On the other hand, control actuator advances also have great scope in improving vehicle safety and performance. Of particular note here is that the slip control method used by all ABS, TCS and VDC systems represents only one of numerous possible controllable parameters. Camber control, for instance, results in significant tyre grip increases beyond what is achievable using simple slip regulation. Other similar possible active actuators include variable spring rate and ride height [25, 43, 47], variable anti-roll bar stiffness, variable damping [47, 48, 49] and variable LSD and differential control [33, 38, 50, 51, 52, 53, 54]. Looking from a wider perspective other anticipated advances in active control, such as “brake by wire”, “throttle by wire” and “steer by wire”, offer greater flexibility from a controller point of view. Here, the mechanical linkages between the driver and the vehicle are replaced with electronic actuators, which give various vehicle controllers scope for fast, accurate and improved control of these parameters and capacity for greater integration between systems [27, 45, 46, 55, 56].
Of further interest is the scope for integrating separate automotive systems for reduced cost and greater functionality, as well as exploring emerging controller architectures and modeling techniques.

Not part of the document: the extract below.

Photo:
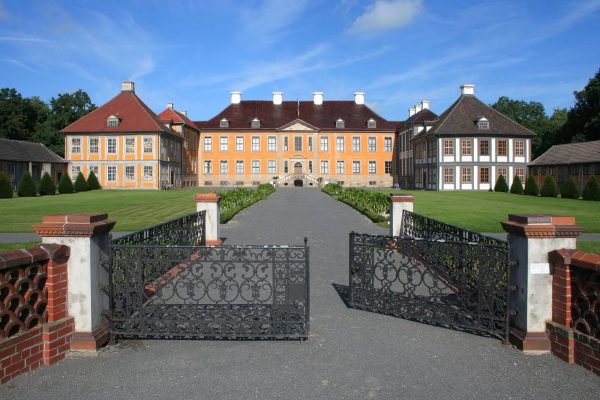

In addition, performance increases can be realised by deriving additional control possibilities from existing actuators and developing new methods to gain greater information from existing sensors. In this way, greater vehicle performance and safety can be increased with very little additional cost. Road surface prediction is one such parameter that has broad scope in improving stability system performance and, as demonstrated below, has been explored using a wide variety of methods.